March, 2008
Tax Deferral on re-investment good for the economy
By John Dickie, President, CFAA
One of the key objectives of the Canadian Federation of Apartment Associations (CFAA) is to obtain tax reform to improve the position of the rental housing industry. For the time being, CFAA has made one issue a priority, namely a tax deferral on the sale of a rental property and re-investment in another rental property. It is easy to see how this would help a landlord who wants to sell and re-invest, but the benefits of such a reform would extend much wider than that.

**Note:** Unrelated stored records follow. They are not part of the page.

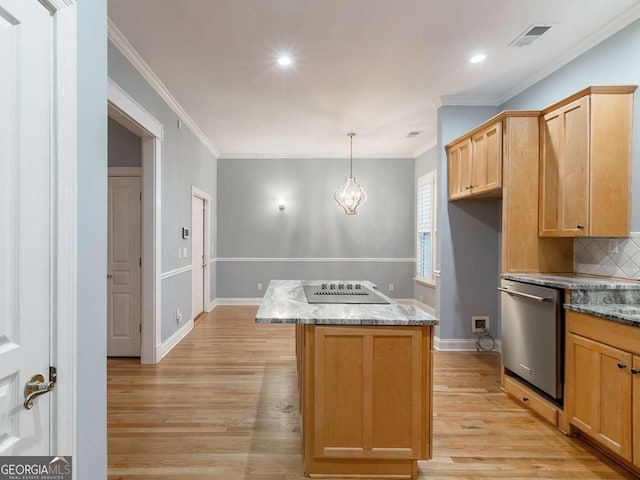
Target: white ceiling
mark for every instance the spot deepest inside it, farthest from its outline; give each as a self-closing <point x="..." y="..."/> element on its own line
<point x="375" y="67"/>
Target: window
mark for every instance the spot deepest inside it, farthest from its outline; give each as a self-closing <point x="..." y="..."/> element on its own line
<point x="426" y="227"/>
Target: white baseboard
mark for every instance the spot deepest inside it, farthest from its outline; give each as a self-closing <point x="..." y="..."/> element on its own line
<point x="174" y="339"/>
<point x="238" y="301"/>
<point x="459" y="345"/>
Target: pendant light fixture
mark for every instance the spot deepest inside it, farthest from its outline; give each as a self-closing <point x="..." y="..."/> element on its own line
<point x="351" y="195"/>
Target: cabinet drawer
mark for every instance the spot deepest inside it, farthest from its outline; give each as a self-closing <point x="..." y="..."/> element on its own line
<point x="532" y="400"/>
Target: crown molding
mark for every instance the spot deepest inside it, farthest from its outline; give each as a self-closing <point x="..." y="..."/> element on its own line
<point x="470" y="100"/>
<point x="300" y="156"/>
<point x="122" y="44"/>
<point x="54" y="5"/>
<point x="426" y="147"/>
<point x="611" y="28"/>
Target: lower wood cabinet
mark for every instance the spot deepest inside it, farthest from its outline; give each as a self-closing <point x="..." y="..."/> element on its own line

Under the current federal income tax rules, when a rental real estate property is sold, the owner must pay tax on the recaptured CCA (at up to 48%) and on any nominal capital gains (at up to 24%). Due to the tax impact, an even trade of properties of the same value is not possible. The inability to defer the tax burden on the sale and reinvestment in rental real estate creates numerous economic problems and inequities.
1. Promote efficient capital allocation across the economy
The absence of a tax deferral on reinvestment creates a “lock-in” effect; in other words, to avoid tax consequences, investors retain real estate assets when other assets would provide a higher return. That is a drag on the economy, and results in lower economic growth and less productivity across Canada. Allowing tax deferral would eliminate that effect.
2. Promote more compact, environmentally sound urban redevelopment
The lock-in effect also inhibits the redevelopment of land in urban areas. It discourages the redevelopment of significant pieces of land into their most productive uses, contributing to urban decay and to urban sprawl. Allowing tax deferral would facilitate the rehabilitation of brownfield sites and compact, environmentally sound redevelopment in cities.
3. Help small investors and middle-income families
Investment rental property is very widely held, much more widely held than shares in public or private companies. For example in 2005, 66% of those who reported capital gains on rental real estate had less than $50,000 per year in income other than those gains. For those people the gains averaged $40,000 each.
4. Level the rules between rental property and shares in companies
Three quarters of company shares are held in tax deferred vehicles such as pension plans and RRSPs. Real estate is not eligible for RRSPs. Allowing a tax deferral would result in between 50% and 75% of real estate gaining tax deferral, which would still be less than the deferral level which exists in company shares.